A mais recente identificação dos remanescentes ósseos foi anunciada oficialmente pela Universidade Federal de São Paulo (Unifesp), por meio do trabalho do Centro de Antropologia e Arqueologia Forense (CAAF), com métodos de caracterização e identificação anatômica, arqueológica, antropológica e por análises de DNA. Foram anos de resistência e de pesquisas, que continuam, e que permitem que os cientistas concluam, com rigor técnico e responsabilidade pública, um processo iniciado há 45 anos e que agora passa a ter um desfecho.
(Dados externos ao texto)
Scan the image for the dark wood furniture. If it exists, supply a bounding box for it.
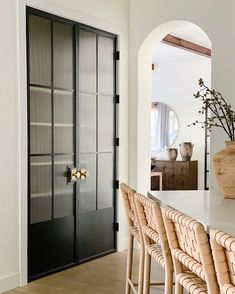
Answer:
[151,160,198,190]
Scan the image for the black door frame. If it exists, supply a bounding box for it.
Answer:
[26,6,119,281]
A origem do CAAF/Unifesp e sua manutenção nos últimos 10 anos têm uma trajetória que precisamos destacar. Criado em 2014, após uma solicitação dos familiares dos mortos e desaparecidos, do governo brasileiro, por meio do Ministério dos Direitos Humanos, da Prefeitura Municipal de São Paulo e do Ministério Público Federal. Tinha a clara tarefa de cuidar, caracterizar e identificar os desaparecidos da ditadura que estariam entre os remanescentes ósseos encontrados há mais 45 anos na vala clandestina do Cemitério Dom Bosco, em Perus — e que nenhuma outra instituição havia conseguido realizar.

Para isso, foi preciso reunir um conjunto de especialistas, um espaço físico adequado e digno para o acondicionamento dos remanescentes, que já sofriam com grande deterioração, e a montagem de laboratórios para o trabalho ante e post mortem, e para o processo de identificação por biologia molecular. Nesse período, também houve e continua sendo empenhado um esforço conjunto para a formação de pessoas nessa área que o Brasil tanto precisava.
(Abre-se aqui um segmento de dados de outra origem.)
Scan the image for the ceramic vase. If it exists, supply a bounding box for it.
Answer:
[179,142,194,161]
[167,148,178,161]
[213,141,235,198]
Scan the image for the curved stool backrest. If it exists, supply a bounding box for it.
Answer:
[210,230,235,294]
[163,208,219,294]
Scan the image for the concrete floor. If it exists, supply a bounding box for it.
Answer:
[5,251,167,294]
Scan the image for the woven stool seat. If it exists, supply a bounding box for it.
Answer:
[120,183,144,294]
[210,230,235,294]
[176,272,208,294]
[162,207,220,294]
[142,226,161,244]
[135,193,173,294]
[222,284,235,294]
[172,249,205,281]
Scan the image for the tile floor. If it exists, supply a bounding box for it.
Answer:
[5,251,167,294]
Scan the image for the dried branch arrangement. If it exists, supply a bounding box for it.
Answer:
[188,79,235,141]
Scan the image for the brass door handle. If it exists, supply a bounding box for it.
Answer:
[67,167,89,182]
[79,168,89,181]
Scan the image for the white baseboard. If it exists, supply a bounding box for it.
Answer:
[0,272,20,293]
A Unifesp enfrentou muitos desafios para a implantação do CAAF, especialmente entre 2014 e 2020, com dificuldades orçamentárias, a pandemia e um governo que não queria dar continuidade a esses trabalhos. Reforça-se aqui a importância de uma universidade com autonomia e que, em parceria com o poder público, pode colocar a ciência a serviço da memória, da justiça e da construção dos pilares da democracia. Adicionalmente, o CAAF hoje é um legado do Projeto Perus que está voltado para a sociedade brasileira e cumpre sua função social a partir dos estudos moleculares de identificação humana dos desaparecidos de ontem e de hoje, não apenas do período da ditadura, mas também das repressões atuais, além de poder atuar em situações de catástrofes.

Trazer a institucionalidade para o CAAF/Unifesp e para o trabalho científico da antropologia e da arqueologia forense abriu avenidas importantes que certamente terão seguimento. Mais uma vez ciência e universidade pública trazendo soluções e, principalmente, o conhecimento que nos protege do obscurantismo e que contribui para uma sociedade mais democrática e justa.